Most drivers, after winning a race, are usually in the mood to celebrate, or at the very least to bask in the glory of the moment for a while. Not so Ayrton Senna, whose primary motivation after winning the 1993 Japanese Grand Prix was tracking down the impetuous newcomer who’d had the gall to unlap himself…
Picture the scene: Eddie Irvine has just taken a brilliant sixth-place finish in his maiden Grand Prix, and having changed out of his overalls, he’s now sat in the Jordan team’s rather rudimentary hospitality cabin in the Suzuka paddock, savouring the moment. Irvine has worked hard to get to this point, a portion of his personal savings having helped him secure his F1 chance off the back of several years of F3000 competition in Europe and Japan.
But whilst the Ulsterman can afford to be quietly satisfied with his debut F1 outing, not everyone is happy. In fact, a raging three-time world champion is on the war path, and Irvine is his prime target.Suddenly the door to the Jordan unit swings open and in marches Ayrton Senna, followed swiftly by a string of worried faces from McLaren, including the Brazilian’s race engineer Giorgio Ascanelli and the team’s director of communications Norman Howell.
Only moments earlier Senna had collected the winner’s trophy, but now, after being egged on by old pal Gerhard Berger, he’s here to give the grid’s newest member a thorough dressing down – and all because of a relatively minor racing incident.
“What the **** do you think you were doing?” says Senna, who’s already lambasted Irvine in the post-race press conference, by way of an opening comment.
“I was racing,” comes the Jordan driver’s blunt reply.
“You were racing?” says an incredulous Senna, seemingly taken aback by Irvine’s less than apologetic response. “Do you know the rule that you’re supposed to let the leaders come by when you’re a backmarker?”
“If you were going fast enough, it was no problem,” comes the quickfire retort.
This ‘discussion’, recorded for posterity by journalist Adam Cooper, would continue for some time…

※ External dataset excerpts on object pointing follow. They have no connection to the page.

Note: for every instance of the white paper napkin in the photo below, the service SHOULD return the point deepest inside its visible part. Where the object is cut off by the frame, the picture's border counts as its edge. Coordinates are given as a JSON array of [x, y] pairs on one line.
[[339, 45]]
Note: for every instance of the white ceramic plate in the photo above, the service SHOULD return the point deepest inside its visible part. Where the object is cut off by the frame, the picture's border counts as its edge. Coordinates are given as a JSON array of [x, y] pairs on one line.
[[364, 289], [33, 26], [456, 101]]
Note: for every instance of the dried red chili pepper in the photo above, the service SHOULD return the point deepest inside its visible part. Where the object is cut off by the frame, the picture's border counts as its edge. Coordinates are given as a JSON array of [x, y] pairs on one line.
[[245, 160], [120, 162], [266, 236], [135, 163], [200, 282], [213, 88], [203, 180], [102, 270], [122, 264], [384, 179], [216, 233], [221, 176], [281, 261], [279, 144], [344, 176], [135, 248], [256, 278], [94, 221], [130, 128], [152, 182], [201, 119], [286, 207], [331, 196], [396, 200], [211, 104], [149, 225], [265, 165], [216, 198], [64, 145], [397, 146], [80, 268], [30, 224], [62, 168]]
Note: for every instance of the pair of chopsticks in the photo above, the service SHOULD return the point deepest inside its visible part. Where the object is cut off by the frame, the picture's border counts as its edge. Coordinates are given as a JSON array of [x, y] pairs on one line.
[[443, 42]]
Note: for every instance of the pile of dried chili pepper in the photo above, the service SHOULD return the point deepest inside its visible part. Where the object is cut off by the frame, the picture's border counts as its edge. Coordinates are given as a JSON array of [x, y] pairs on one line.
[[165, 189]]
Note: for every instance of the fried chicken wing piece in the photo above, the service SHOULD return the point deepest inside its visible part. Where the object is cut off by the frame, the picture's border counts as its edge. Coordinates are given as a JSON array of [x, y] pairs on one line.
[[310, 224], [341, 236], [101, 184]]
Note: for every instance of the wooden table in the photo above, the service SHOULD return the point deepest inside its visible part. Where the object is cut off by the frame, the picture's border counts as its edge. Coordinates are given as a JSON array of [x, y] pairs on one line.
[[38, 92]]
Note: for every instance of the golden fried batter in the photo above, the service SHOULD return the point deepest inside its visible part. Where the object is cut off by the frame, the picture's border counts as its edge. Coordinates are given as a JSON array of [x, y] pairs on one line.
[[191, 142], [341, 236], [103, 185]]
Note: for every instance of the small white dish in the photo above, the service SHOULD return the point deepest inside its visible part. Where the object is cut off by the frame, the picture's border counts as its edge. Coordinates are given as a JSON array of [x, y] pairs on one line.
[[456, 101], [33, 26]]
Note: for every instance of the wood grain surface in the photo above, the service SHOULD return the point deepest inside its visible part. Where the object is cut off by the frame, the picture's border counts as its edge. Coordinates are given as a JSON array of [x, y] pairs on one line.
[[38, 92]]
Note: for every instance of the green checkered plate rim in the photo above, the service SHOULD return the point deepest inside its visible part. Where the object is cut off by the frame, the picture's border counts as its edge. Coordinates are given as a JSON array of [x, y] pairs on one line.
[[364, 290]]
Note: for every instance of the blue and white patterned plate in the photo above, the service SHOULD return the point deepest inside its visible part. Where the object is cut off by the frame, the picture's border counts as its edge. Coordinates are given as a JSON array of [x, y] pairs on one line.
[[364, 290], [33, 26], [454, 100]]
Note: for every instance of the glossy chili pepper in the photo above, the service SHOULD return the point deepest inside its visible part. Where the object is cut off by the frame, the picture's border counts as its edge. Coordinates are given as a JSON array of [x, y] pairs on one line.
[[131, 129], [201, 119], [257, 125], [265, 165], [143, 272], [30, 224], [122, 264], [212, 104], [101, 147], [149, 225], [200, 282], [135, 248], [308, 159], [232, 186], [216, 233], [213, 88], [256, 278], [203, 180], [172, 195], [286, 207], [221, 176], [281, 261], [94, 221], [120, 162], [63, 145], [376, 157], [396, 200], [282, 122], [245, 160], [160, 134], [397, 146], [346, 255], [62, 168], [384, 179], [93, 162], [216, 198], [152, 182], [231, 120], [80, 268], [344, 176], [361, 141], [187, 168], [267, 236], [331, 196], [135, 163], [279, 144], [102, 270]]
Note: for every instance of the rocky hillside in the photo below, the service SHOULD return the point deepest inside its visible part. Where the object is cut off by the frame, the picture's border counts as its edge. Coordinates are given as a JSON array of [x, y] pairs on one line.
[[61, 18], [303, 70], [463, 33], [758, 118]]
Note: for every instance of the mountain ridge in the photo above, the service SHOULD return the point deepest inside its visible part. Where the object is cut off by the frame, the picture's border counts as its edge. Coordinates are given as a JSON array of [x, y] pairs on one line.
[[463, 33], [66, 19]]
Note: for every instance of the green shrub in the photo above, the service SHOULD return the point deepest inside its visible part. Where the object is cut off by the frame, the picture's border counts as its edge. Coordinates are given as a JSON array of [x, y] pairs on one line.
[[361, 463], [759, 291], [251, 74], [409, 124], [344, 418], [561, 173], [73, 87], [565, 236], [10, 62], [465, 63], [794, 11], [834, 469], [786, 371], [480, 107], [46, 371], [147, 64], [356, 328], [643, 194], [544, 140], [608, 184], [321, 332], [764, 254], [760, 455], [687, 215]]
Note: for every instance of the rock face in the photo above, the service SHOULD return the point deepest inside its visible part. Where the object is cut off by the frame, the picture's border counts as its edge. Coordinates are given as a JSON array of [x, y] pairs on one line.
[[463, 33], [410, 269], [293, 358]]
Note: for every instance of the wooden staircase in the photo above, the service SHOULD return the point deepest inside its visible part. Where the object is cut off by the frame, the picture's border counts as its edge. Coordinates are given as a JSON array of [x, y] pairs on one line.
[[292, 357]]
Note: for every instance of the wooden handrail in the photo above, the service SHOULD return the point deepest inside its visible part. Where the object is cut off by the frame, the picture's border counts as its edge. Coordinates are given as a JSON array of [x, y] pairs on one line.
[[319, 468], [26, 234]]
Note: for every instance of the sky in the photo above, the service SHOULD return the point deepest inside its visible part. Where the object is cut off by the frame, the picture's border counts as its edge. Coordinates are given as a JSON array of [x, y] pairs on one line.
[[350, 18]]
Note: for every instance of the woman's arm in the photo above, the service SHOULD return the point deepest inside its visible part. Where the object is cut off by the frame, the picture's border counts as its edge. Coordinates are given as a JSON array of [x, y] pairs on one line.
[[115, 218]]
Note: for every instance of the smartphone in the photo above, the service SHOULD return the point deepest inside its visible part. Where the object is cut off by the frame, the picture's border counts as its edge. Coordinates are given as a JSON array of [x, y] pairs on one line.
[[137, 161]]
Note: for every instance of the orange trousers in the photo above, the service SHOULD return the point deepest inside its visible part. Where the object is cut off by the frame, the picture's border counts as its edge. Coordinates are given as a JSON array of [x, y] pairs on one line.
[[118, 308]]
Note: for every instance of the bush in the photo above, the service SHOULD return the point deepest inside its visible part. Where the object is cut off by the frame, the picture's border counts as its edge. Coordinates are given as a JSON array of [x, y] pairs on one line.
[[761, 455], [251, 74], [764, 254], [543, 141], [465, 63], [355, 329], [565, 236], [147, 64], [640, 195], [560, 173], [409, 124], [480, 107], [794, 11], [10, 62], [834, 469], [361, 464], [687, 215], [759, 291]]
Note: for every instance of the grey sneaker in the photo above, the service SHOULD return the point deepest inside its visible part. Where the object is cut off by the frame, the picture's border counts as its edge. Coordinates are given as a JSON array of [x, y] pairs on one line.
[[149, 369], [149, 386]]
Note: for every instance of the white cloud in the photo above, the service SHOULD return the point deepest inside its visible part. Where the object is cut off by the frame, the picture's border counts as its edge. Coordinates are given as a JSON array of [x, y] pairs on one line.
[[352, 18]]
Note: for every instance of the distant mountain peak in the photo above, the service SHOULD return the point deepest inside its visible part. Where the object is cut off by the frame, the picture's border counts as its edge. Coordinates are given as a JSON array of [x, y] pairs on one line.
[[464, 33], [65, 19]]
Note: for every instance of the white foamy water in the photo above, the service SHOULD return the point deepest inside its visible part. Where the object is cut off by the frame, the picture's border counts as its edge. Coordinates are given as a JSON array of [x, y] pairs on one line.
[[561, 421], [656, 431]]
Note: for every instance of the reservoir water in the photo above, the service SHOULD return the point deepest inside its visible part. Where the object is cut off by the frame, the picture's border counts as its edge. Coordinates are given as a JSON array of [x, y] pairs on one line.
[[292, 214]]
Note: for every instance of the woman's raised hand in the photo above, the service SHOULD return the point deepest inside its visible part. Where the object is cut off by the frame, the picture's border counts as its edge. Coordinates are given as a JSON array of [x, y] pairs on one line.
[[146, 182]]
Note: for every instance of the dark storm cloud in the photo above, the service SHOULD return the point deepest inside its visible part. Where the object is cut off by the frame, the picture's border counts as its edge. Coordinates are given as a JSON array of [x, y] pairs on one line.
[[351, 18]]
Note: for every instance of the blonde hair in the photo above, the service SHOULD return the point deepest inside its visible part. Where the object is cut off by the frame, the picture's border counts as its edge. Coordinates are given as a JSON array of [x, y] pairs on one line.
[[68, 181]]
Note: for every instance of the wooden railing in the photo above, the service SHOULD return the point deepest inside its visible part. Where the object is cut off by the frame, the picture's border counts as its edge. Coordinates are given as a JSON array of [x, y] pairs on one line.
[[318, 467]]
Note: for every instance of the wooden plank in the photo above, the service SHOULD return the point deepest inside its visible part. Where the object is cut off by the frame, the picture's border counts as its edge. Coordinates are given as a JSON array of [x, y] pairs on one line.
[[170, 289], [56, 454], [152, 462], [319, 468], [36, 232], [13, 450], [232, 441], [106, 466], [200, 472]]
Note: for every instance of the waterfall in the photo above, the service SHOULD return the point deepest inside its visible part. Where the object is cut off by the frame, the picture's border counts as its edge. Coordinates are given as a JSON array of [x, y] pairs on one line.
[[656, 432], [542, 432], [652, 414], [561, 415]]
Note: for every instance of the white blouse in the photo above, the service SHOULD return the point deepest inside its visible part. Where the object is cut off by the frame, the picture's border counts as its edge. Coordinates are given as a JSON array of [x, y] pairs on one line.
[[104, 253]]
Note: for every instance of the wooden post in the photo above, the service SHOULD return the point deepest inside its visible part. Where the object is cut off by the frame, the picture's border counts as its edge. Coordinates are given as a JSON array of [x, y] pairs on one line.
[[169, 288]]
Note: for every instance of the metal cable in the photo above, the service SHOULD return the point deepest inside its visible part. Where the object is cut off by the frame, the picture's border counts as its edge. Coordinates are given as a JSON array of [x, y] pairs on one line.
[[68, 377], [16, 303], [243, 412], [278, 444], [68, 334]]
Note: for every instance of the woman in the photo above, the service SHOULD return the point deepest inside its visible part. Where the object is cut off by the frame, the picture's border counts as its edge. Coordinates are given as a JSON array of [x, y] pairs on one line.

For the uninitiated, the episode that had drawn Senna’s ire – and put his victory celebrations on hold – occurred late in the race when, on a damp but drying track, the Brazilian had come up to lap the battling duo of Irvine and Damon Hill. Senna held a relatively comfortable lead over arch-rival Alain Prost at this point and initially managed to slip past Irvine when the Jordan rookie ran wide at the tricky Degner section.
However, keen to resume battle with Hill, Irvine – a Suzuka specialist who’d competed in as many as 11 Japanese F3000 races at the circuit – closed back in on Senna’s MP4-8 before, in an unprecedented move, audaciously re-passing the then 39-time race winner around the outside into the chicane. Irvine would subsequently fall off the road again, allowing Senna to get by, but he’d rile the Brazilian still further by unlapping himself again on the penultimate lap, having survived a late race clash with Derek Warwick.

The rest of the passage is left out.